• "What We Do"  

    I started working in my current district as a teacher 22 years ago. During my first full week, the 9/11 terrorist attacks took place. I did not own a cell phone and neither did most of my students. As the day progressed and the school gradually emptied of kids, I gave up trying to teach and instead grabbed a cassette player that also boasted a radio dial and antenna, and just listened to the WCBS broadcast on the am 880 channel with my students. There was no script for what we were dealing with.

     

    I became superintendent in 2012. A few months into the job, Hurricane Sandy hit. After a week with schools shut and one elementary school still without electricity, we made the decision on a Sunday morning to redistribute the 500 students at that school throughout the other five buildings in the district and do the best we could. We were off script again. 

     

    A month or so after our schools had all reopened, a deranged man with an AR-15 murdered 26 young children and school staff members in Newtown, Connecticut.  While not the first mass school shooting we had experienced as school professionals, this one somehow felt different.  There was no script for how to best respond.

     

    In early 2020, I heard the term “coronavirus” for the first time in my life. The ensuing two years left everyone scriptless. 

     

    It is one thing to be without a script when others direct you what to do next.

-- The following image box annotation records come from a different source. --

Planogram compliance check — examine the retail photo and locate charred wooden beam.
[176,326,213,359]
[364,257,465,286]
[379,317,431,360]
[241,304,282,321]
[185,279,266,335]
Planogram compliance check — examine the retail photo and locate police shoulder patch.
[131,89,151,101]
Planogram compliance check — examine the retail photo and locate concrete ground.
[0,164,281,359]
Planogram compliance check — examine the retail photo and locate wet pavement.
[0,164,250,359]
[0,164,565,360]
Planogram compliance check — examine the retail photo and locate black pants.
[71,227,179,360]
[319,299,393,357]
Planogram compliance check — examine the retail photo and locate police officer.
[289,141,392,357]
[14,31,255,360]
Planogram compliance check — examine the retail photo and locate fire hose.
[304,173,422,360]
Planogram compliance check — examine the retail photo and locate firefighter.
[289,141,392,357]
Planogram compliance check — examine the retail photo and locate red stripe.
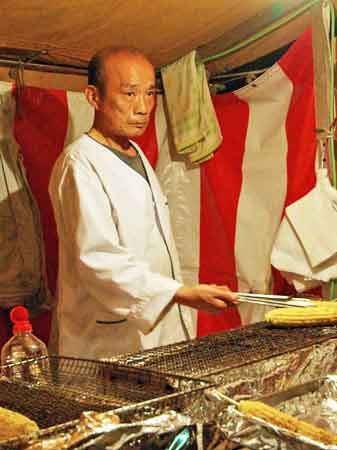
[198,94,245,336]
[14,87,68,298]
[274,29,320,294]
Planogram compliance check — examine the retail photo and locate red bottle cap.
[9,306,33,334]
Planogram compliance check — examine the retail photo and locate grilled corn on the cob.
[265,302,337,327]
[0,407,39,440]
[238,400,337,444]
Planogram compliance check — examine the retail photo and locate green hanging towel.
[161,50,222,163]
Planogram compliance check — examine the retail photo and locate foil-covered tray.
[113,322,337,383]
[210,375,337,450]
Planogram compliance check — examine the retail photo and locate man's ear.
[84,84,100,111]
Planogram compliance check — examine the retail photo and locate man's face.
[96,54,155,138]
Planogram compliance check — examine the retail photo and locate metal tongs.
[236,292,316,308]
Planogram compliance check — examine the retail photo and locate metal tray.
[0,356,206,428]
[113,322,337,382]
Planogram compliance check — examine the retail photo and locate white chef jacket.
[49,135,195,359]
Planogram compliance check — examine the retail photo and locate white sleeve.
[51,161,181,333]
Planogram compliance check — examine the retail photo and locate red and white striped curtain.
[0,26,316,342]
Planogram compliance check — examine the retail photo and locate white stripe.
[64,91,94,146]
[155,96,200,285]
[155,96,200,337]
[235,64,293,323]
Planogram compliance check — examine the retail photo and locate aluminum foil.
[208,339,337,394]
[24,411,191,450]
[207,375,337,450]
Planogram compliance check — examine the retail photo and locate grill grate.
[0,356,205,428]
[113,322,337,378]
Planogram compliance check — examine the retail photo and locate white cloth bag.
[271,168,337,291]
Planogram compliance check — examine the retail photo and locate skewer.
[236,292,315,308]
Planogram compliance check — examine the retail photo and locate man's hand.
[173,284,237,313]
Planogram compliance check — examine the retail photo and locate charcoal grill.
[113,322,337,379]
[0,356,205,428]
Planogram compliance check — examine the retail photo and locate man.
[49,48,236,359]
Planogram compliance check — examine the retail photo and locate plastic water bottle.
[1,306,48,383]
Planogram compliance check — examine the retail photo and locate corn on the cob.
[238,400,337,444]
[265,302,337,327]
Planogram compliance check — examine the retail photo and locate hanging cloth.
[161,51,222,163]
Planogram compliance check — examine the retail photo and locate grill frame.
[110,322,337,382]
[0,356,208,428]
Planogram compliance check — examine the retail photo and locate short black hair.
[88,46,149,94]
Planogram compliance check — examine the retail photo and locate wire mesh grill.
[113,322,337,379]
[0,356,205,428]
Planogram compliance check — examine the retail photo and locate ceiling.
[0,0,337,74]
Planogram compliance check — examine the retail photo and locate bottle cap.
[9,306,33,334]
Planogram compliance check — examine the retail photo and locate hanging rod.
[0,57,88,75]
[202,0,322,64]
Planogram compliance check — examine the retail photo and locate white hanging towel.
[271,169,337,290]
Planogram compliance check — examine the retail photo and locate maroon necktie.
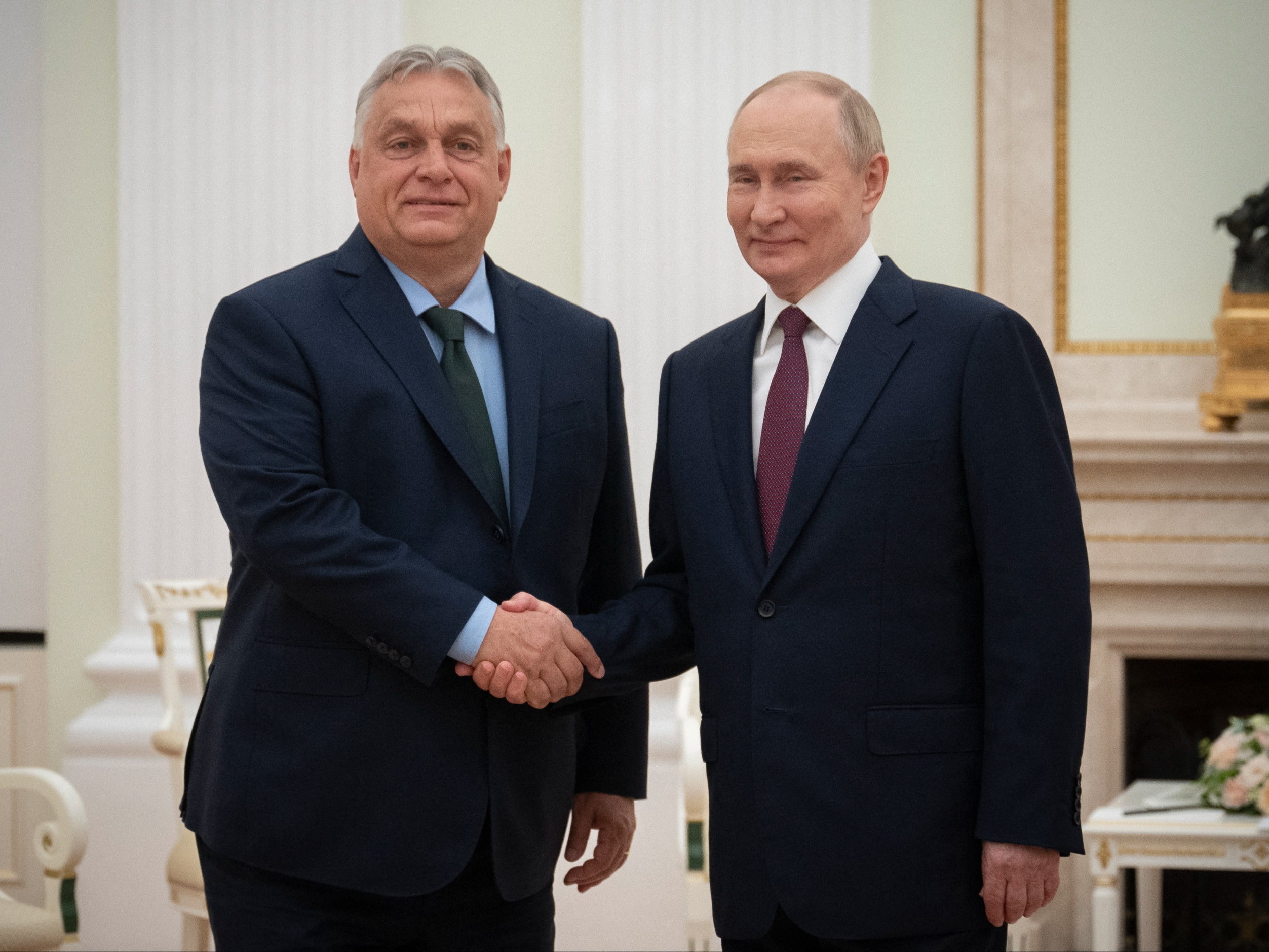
[757,307,810,556]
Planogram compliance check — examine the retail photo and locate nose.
[749,185,786,229]
[414,142,453,185]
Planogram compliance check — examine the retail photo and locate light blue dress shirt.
[379,255,512,664]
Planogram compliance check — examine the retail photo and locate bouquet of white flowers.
[1198,715,1269,816]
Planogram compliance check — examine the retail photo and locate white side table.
[1084,781,1269,952]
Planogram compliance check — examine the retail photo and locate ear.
[863,153,890,214]
[497,146,512,202]
[348,147,362,196]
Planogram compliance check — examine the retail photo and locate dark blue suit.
[185,229,647,900]
[576,259,1090,939]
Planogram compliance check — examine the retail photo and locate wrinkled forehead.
[727,83,841,155]
[368,70,495,136]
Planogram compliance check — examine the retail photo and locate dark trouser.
[722,909,1005,952]
[198,821,555,952]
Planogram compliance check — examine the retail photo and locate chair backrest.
[137,579,228,804]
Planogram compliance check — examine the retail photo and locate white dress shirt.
[752,241,880,473]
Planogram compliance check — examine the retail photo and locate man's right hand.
[457,604,604,708]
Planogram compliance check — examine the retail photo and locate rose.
[1207,730,1242,771]
[1221,777,1247,810]
[1239,754,1269,789]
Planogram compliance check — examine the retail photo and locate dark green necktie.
[422,307,506,524]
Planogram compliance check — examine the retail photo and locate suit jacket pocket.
[868,704,982,756]
[845,439,939,466]
[538,400,590,439]
[252,641,370,697]
[701,715,718,764]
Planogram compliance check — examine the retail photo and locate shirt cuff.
[449,598,497,664]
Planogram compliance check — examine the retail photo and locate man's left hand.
[563,793,635,892]
[978,842,1058,925]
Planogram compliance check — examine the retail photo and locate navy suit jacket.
[576,259,1090,939]
[184,229,647,900]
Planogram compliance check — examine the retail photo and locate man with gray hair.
[184,46,647,949]
[463,72,1090,952]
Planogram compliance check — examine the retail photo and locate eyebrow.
[727,163,815,175]
[379,116,483,138]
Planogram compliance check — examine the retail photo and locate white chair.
[137,579,228,952]
[678,671,717,952]
[0,767,88,952]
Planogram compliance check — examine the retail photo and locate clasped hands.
[454,591,604,708]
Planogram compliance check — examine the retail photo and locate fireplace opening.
[1123,658,1269,952]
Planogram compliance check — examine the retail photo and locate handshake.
[454,591,604,708]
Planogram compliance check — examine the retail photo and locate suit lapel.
[335,226,498,525]
[763,258,916,585]
[709,302,764,574]
[485,256,542,540]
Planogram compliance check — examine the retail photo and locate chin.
[749,254,802,284]
[396,222,465,248]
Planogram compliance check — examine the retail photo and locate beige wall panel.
[872,0,977,288]
[0,0,45,642]
[1067,0,1269,340]
[41,0,119,767]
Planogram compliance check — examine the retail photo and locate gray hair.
[732,70,886,171]
[353,43,506,150]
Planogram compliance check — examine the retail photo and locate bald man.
[463,72,1090,952]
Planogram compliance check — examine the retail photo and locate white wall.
[0,0,45,642]
[405,0,581,301]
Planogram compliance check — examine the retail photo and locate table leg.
[1137,867,1164,952]
[1093,874,1123,952]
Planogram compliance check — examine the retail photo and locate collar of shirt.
[757,241,880,355]
[379,254,494,334]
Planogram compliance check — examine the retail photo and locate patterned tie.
[421,306,506,525]
[757,307,810,556]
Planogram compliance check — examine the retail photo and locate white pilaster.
[63,0,402,949]
[118,0,401,637]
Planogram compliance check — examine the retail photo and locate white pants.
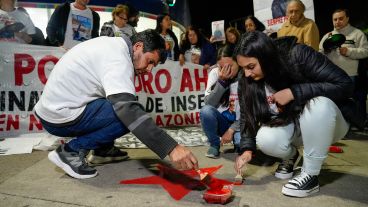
[256,96,349,175]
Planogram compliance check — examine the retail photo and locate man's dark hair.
[332,9,350,17]
[130,29,167,63]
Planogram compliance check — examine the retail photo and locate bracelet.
[217,79,229,88]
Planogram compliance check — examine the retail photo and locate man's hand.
[234,151,252,174]
[14,32,32,44]
[179,54,185,66]
[218,64,232,81]
[221,128,235,144]
[339,47,348,57]
[169,144,198,170]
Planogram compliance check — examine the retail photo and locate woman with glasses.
[100,4,134,37]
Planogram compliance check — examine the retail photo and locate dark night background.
[185,0,368,37]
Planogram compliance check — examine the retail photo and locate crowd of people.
[0,0,368,197]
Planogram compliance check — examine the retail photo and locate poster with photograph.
[212,20,225,42]
[253,0,314,33]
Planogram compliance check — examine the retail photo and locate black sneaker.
[275,150,299,179]
[282,171,319,198]
[87,145,129,165]
[48,144,97,179]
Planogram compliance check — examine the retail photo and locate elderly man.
[277,0,319,51]
[319,9,368,123]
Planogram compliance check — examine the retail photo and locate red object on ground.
[328,146,343,153]
[203,188,232,204]
[120,164,232,200]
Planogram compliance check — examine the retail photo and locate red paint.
[120,164,232,201]
[203,188,232,204]
[328,146,343,153]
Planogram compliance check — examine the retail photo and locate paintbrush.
[234,173,243,185]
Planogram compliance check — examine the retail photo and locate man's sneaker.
[87,146,129,165]
[282,171,319,197]
[275,150,299,179]
[206,146,220,159]
[48,144,97,179]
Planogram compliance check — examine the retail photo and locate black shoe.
[282,171,319,198]
[87,146,129,165]
[48,144,97,179]
[275,150,299,179]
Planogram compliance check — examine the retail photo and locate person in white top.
[0,0,36,43]
[100,4,134,37]
[319,9,368,122]
[200,44,240,158]
[35,30,198,179]
[46,0,100,49]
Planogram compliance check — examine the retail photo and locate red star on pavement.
[120,164,232,200]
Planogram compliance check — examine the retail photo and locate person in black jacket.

It is another thing to be the one directing. As superintendents and school leaders, we have all come to understand that there is no playbook, or guide, or handbook, or syllabus, or instruction manual for how to run a school system. Guidance and advice from other organizations, agencies, or individuals is insufficient and does not an education make. We make the education. We direct the governmental institution nearest and most impactful to many families, and we make the decisions that create the conditions for students to learn and thrive. We author the script.

     

    As we enter a new school year, there will surely be forces that we have yet to encounter: the growing footprint of artificial intelligence, a yet-to-be manufactured political crisis, an unusual natural disaster, or something heretofore unthinkable. And we will continue to respond and adapt, serve our communities as best we can, and reason our way through the haze to provide children with rich and meaningful educational experiences.  We will continue to author the script.

     

    The job of school leader is often lonely, but working in association with others in the furtherance of the above brings me reassurance and energy. I look forward to our work as a collective professional community in 2023/2024, whatever may come our way.